Ook dit betoog faalt. Het Bouwbesluit kent geen mogelijkheid ontheffing te verlenen van de voor bestaande woningen en woongebouwen geldende bepalingen waarop de aanschrijving gebaseerd is. Het college heeft zich in de beslissing op bezwaar dan ook terecht op het standpunt gesteld dat het ingevolge artikel 14 van de Woningwet verplicht was appellant aan te schrijven de noodzakelijke voorzieningen te treffen. Dat die voorzieningen in de ogen van appellant in bouwkundige zin nauwelijks een verandering opleveren doet hieraan niet aan af. Het oordeel van de rechtbank is derhalve juist.
2.4.    Het hoger beroep is ongegrond. De aangevallen uitspraak moet worden bevestigd.

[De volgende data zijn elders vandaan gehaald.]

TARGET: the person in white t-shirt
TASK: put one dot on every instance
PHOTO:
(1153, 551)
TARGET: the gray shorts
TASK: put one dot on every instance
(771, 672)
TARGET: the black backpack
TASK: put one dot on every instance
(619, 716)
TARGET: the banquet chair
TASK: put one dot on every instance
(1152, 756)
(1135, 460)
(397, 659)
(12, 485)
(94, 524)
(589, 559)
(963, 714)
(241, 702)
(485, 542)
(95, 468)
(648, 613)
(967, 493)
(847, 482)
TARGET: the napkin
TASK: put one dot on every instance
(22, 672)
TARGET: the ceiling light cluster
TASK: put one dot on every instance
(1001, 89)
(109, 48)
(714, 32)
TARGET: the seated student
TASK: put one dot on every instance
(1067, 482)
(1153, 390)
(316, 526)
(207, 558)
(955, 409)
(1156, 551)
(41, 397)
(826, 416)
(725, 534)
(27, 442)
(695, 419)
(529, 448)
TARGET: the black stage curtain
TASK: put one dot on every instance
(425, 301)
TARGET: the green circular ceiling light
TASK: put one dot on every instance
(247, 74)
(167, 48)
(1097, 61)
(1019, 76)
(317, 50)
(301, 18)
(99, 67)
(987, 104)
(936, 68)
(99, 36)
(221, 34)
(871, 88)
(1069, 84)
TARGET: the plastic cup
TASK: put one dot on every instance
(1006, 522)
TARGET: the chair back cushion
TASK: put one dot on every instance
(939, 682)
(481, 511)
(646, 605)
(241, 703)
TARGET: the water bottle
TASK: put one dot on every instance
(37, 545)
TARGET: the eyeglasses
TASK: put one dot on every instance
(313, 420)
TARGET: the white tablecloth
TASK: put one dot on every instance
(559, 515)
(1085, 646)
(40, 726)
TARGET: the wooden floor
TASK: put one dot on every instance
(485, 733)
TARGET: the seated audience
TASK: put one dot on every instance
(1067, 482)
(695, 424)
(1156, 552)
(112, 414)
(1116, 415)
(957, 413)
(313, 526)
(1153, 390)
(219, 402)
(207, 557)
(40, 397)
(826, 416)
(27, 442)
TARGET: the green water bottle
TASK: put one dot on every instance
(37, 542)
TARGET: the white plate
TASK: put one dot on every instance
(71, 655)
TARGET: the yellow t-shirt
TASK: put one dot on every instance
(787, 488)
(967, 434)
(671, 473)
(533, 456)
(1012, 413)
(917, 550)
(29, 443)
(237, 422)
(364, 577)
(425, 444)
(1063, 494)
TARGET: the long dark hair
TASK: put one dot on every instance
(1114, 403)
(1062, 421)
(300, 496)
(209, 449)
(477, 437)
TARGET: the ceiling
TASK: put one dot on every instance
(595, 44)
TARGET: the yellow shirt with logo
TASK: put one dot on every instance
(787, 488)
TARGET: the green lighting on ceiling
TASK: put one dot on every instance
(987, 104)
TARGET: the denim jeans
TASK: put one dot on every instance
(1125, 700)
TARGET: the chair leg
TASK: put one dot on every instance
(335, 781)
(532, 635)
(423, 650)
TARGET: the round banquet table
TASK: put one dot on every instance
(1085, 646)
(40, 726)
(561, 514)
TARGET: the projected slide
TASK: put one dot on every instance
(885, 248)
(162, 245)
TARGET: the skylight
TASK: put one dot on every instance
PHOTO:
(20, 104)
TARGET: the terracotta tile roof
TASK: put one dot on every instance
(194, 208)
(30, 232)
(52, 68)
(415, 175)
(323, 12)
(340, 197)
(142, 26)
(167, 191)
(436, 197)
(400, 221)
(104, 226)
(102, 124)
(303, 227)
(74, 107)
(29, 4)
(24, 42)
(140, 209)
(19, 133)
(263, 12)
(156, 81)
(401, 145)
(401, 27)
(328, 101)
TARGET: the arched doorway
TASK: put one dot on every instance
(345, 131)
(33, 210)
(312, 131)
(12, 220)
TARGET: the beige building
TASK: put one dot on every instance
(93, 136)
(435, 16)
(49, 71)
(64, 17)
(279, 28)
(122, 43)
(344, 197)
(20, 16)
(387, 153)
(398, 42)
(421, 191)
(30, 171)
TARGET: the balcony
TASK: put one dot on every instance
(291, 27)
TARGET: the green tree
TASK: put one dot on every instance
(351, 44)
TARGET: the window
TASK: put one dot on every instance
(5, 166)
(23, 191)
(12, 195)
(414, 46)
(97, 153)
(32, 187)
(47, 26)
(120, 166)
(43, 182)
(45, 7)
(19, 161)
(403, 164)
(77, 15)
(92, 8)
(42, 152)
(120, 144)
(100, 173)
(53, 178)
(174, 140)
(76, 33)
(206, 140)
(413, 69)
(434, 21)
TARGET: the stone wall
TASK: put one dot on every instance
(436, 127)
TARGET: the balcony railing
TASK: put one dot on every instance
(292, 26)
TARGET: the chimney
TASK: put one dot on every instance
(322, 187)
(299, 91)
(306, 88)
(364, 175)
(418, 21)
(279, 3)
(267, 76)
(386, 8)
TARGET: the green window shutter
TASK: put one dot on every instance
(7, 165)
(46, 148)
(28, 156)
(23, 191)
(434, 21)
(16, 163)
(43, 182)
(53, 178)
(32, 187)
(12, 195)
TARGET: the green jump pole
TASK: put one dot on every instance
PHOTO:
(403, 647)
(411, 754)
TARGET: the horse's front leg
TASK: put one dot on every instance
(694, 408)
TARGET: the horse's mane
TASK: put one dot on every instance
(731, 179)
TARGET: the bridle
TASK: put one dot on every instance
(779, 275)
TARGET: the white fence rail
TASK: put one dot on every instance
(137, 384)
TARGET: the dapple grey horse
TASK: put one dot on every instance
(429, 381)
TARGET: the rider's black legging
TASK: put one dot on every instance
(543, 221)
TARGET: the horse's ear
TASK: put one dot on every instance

2.5.    Voor een proceskostenveroordeling is geen aanleiding.
3.    Beslissing
De Afdeling bestuursrechtspraak van de Raad van State
Recht doende in naam der Koningin:
bevestigt de aangevallen uitspraak.
Aldus vastgesteld door mr. M. Vlasblom, Voorzitter, en mr. T.M.A. Claessens en mr. S.F.M. Wortmann, Leden, in tegenwoordigheid van mr. R.P.F. Boermans, ambtenaar van Staat.
w.g. Vlasblom    w.g. Boermans
Voorzitter    ambtenaar van Staat
Uitgesproken in het openbaar op 9 maart 2005
429-58.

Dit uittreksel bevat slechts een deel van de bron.